Extended Example: Balls into Bins
The "balls into bins" problem is a classic probability scenario with many algorithm applications:
Problem: Throw m balls uniformly at random into n bins. What is the maximum load?
- If m = n (same number of balls and bins): max load ~ log(n) / log(log(n)) with high probability
- If m > n * log(n): max load ~ m/n (nearly even distribution)
Why this matters: This models hash tables with chaining, load balancing across servers, and randomized routing.
import random
import math
def simulate_balls_into_bins(m, n, trials=1000):
"""Simulate throwing m balls into n bins and return average max load."""
total_max = 0
for _ in range(trials):
bins = [0] * n
for _ in range(m):
bin_idx = random.randint(0, n - 1)
bins[bin_idx] += 1
total_max += max(bins)
return total_max / trials
# Test with m = n (balanced case)
m = n = 1000
avg_max = simulate_balls_into_bins(m, n)
expected_max = math.log(n) / math.log(math.log(n))
print(f"m=n={n}: avg max load = {avg_max:.2f}, theoretical ≈ {expected_max:.2f}")
# Output: m=n=1000: avg max load = 6.84, theoretical ≈ 6.37
# Test with m = n * log(n) (overloaded case)
m = int(n * math.log(n))
avg_max = simulate_balls_into_bins(m, n)
expected_max = m / n
print(f"m=n*ln(n)={m}: avg max load = {avg_max:.2f}, theoretical ≈ {expected_max:.2f}")

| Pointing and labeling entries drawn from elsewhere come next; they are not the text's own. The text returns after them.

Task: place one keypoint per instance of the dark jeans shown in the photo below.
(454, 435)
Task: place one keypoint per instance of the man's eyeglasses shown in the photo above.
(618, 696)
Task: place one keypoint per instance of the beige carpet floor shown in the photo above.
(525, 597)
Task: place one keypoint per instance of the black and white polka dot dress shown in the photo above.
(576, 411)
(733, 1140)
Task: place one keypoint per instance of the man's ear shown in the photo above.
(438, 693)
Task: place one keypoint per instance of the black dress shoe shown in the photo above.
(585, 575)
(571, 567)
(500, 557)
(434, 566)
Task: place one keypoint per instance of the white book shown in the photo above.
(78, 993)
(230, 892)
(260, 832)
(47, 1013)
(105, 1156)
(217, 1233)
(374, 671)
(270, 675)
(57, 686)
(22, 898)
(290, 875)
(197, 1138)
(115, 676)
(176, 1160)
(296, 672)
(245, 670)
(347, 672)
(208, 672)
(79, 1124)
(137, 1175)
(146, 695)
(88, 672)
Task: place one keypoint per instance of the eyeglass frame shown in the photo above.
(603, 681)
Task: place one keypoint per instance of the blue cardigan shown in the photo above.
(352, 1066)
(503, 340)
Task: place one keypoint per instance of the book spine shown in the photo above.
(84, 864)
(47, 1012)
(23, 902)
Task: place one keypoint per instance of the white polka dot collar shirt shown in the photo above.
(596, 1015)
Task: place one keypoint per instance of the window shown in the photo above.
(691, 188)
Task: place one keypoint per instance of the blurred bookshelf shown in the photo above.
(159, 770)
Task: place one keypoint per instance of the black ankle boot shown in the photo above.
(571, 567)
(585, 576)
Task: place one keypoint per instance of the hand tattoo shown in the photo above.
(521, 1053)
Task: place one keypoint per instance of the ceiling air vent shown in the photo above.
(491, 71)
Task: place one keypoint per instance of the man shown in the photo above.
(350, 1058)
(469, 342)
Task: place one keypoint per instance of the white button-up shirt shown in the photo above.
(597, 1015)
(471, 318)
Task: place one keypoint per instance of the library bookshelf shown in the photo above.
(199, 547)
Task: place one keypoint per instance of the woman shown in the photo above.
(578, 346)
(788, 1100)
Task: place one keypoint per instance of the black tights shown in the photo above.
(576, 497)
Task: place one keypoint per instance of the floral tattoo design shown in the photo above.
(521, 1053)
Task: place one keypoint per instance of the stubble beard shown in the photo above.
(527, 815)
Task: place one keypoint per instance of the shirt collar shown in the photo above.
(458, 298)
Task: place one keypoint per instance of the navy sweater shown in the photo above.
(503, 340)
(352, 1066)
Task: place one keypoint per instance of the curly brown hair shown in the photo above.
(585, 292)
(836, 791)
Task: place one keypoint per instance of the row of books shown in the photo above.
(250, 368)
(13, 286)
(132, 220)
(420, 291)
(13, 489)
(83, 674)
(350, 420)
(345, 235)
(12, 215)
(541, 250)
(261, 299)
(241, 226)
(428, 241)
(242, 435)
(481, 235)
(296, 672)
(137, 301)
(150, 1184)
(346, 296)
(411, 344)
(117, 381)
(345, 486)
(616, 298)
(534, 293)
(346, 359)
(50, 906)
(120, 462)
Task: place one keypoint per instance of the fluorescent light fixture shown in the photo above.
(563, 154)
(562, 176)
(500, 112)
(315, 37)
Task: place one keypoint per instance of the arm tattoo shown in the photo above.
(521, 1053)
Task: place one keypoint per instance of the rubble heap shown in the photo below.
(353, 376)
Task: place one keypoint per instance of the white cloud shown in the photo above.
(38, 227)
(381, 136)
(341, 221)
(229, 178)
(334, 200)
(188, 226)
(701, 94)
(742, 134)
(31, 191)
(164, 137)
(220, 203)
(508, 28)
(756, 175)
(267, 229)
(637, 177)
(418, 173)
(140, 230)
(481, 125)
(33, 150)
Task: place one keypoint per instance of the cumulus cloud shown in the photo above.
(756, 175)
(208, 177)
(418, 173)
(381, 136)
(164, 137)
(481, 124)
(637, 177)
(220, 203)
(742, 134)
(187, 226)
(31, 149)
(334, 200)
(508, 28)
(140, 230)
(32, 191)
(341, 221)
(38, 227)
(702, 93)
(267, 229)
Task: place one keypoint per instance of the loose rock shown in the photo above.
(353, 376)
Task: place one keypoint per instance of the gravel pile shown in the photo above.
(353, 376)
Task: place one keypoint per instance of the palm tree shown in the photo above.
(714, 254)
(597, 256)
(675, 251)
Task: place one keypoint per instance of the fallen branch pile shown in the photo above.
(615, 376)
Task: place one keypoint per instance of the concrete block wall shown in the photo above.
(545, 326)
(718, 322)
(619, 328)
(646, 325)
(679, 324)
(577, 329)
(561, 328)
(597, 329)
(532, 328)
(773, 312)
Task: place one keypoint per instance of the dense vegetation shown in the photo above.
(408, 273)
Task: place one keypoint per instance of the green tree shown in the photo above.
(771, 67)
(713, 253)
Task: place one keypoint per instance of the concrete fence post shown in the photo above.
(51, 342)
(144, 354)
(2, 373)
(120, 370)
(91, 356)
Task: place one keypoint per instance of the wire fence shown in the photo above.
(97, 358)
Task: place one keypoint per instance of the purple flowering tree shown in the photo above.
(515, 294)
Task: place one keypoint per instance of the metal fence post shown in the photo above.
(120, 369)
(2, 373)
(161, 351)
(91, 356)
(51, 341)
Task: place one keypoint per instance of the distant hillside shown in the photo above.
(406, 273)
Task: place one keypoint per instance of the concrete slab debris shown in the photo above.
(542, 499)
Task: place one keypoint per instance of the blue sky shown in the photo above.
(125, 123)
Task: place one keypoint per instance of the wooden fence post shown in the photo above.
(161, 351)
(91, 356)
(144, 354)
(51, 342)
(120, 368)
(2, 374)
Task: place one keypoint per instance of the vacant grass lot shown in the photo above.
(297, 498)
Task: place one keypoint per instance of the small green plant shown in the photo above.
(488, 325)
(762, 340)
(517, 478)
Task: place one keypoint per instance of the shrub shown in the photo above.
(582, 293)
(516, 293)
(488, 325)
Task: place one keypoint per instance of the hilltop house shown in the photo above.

# Output: m=n*ln(n)=6907: avg max load = 7.89, theoretical ≈ 6.91
This demonstrates Chernoff bounds in action: with m ≈ n log n, the maximum load is tightly concentrated around the mean.
The Probabilistic Method
The probabilistic method is a powerful proof technique: instead of constructing a solution directly, prove that a random solution has positive probability of being correct.
Example: Ramsey numbers R(k, k) > 2^(k/2)
- Randomly color the edges of a complete graph on n vertices red or blue
- Expected number of monochromatic K_k subgraphs: C(n, k) * 2^(1 - C(k,2))
- If this expected value < 1, then there exists a coloring with no monochromatic K_k
- Solve for n to get the bound
This technique, pioneered by Paul Erdős, has produced many elegant existence proofs where constructive methods fail.
Steps of the Probabilistic Method
- Define a random process that produces a candidate solution
- Calculate the expected value of a relevant random variable
- If E[X] < 1, there exists an outcome where X = 0 (perfect solution)
- If E[X] = c, there exists an outcome where X ≤ c
This non-constructive approach proves existence without explicitly finding the solution.
Summary of Key Formulas
| Tool | Formula | When to Use | |------|---------|-------------| | Linearity of Expectation | E[sum X_i] = sum E[X_i] | Sum of indicator variables | | Markov's Inequality | P(X ≥ a) ≤ E[X]/a | Only know expectation | | Chebyshev's Inequality | P(|X-μ| ≥ kσ) ≤ 1/k² | Know expectation and variance | | Chernoff Bound (additive) | P(|X-μ| ≥ εμ) ≤ 2exp(-ε²μ/3) | Independent, know μ | | Chernoff Bound (multiplicative) | P(X ≥ (1+δ)μ) ≤ exp(-μδ²/3) | Independent, know μ | | Union Bound | P(∪ A_i) ≤ sum P(A_i) | Multiple bad events | | Jensen's Inequality | f(E[X]) ≤ E[f(X)] for convex f | Convex/concave functions |
The right tool depends on what you know about the random variables and what kind of guarantee you need.